Obviously, if we do not use the Parafac parameterization, Steps 4–7 are simply skipped, and we obtain the algorithm for the general solution, characterized by the choice $q = m$ .

6 Analysis of the NMES data

As a starting point, we fitted univariate regression models for $Emr$ and $Hosp$ ; these are based on (conditional) Poisson distribution, log link function and discrete, individual-specific, random effects. We used the npmlreg library (Einbeck et al. (2018)) to obtain estimates, and selected, using AIC, $(K_{1}, K_{2}) = (2, 3)$ components (locations) for $Emr$ and $Hosp$ , respectively. As expected, private insurance coverage is (barely) significant only in the equation for $Hosp$ . Parameter estimates are reported in Section 3 of the Supplementary Material.

As a second step, we considered a further model for the private insurance choice. This is based on a (conditional) Bernoulli distribution, logit link function, and discrete individual-specific random effects. Also in this case, we used the npmlreg library, and selected $K = 2$ components by using AIC. By joining these model estimates with those for $Emr$ and $Hosp$ reported in Section 3 of the Supplementary Material, we observe that the optimal choice of the number of components, according to AIC, is $(K_{1}, K_{2}, K_{3}) = (2, 3, 2)$ for the three outcomes, $Emr$ , $Hosp$ and $Privins$ , respectively.

We used such a choice to fit the proposed multivariate model, where we set $q = 2$ looking for simplicity and checking for accuracy of the resulting approximation. We may also notice that such a choice is optimal (according to AIC) conditional on setting $(K_{1}, K_{2}, K_{3}) = (2, 3, 2)$ . Clearly, a different choice could be obtained by simultaneously searching for the best $(K_{1}, K_{2}, K_{3}, q)$ values; we have preferred the proposed procedure to have a direct comparison with the results obtained by fitting univariate models for each outcome. A further motivation is that the number of components in each margin is essentially due to unobserved heterogeneity and, therefore, we cannot see any reason to change it when moving from the univariate to the multivariate model. The joint distribution accounts for dependence between outcomes and, in this view, the number of classes $q$ is of interest, as it controls for dependence and quality of approximation to the true $\underline{Π}$ .

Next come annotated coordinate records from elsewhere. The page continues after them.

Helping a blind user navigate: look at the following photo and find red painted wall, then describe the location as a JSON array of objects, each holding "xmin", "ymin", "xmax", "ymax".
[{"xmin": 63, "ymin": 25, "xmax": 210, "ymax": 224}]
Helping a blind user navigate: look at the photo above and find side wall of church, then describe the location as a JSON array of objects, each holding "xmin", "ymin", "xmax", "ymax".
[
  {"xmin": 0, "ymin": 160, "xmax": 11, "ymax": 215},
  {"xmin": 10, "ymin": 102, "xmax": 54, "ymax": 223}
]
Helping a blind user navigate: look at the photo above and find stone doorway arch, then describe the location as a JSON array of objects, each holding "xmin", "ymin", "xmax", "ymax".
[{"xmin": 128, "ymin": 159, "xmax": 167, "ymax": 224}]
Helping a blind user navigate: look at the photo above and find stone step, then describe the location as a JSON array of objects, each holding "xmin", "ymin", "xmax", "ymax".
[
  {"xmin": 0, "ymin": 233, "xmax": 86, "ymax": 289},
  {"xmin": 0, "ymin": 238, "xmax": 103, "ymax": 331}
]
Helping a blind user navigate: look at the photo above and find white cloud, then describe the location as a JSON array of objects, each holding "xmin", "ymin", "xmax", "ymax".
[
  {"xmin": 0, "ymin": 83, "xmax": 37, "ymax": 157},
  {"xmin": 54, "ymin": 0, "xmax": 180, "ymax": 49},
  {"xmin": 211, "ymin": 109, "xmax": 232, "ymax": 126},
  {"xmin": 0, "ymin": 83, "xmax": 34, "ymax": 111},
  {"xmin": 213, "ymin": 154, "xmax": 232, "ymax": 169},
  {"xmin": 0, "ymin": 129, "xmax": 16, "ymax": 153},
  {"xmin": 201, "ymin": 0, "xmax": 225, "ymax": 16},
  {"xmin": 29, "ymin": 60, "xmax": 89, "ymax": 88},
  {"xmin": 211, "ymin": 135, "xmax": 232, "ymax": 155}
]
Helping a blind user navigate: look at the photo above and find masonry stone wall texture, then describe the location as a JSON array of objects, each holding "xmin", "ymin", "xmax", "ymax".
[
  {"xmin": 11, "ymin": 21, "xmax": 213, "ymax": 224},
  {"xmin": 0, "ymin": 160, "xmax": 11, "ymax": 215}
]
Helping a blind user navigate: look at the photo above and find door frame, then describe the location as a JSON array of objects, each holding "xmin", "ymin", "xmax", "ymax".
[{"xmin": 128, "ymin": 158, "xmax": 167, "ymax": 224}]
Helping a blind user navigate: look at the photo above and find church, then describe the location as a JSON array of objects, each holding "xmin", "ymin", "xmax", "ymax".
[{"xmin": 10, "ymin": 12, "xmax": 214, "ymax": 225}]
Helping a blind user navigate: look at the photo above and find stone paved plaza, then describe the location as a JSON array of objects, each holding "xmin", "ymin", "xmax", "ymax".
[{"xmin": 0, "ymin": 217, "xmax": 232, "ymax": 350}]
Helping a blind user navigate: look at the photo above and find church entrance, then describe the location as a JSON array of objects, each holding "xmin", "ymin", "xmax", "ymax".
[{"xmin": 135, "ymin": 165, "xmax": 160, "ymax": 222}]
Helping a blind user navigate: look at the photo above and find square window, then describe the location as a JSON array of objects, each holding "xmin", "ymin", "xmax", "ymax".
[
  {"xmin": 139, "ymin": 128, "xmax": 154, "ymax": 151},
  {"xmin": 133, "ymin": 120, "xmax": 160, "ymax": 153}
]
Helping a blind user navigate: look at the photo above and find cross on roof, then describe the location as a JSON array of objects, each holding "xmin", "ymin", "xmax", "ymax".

We have also used different sets of observed covariates for the three outcome equations, considering for the utilization counts only those directly referring to perceived, objective health status and ageing, and leaving for the private insurance equation all individual-specific socio-economic and demographic features. This has been done to have an efficient model structure, according to a specific graph of dependence and, therefore, to a specific set of excluding restrictions, see (Kiviet (2020)) for an interesting discussion on this and related issues in model identification.

The results can be easily compared with those derived from the univariate regression models, as heterogeneity and dependence are now kept separated. We also fitted a standard finite mixture model, which is built by assuming that the estimated locations in the three equations are trivariate realizations of a single (unidimensional) random effect. In this case, the number of components in each profile, set according to AIC, is constant, that is, $K_{1} = K_{2} = K_{3} = K = 4$ , and the dependence cannot be kept separated from unobserved heterogeneity. In Table 2, we report the estimates for the trivariate regression model, obtained by considering the standard finite mixture, and the proposed approach via the embedded strategy. The CIs have been obtained by non-parametric bootstrap using $B = 1 000$ resamples and the sequential strategy, where components are ordered by the location estimates (as in Table 2) for handling potential label switching.

Table 2

Parameter estimates and 95% bootstrap CI's (within parentheses)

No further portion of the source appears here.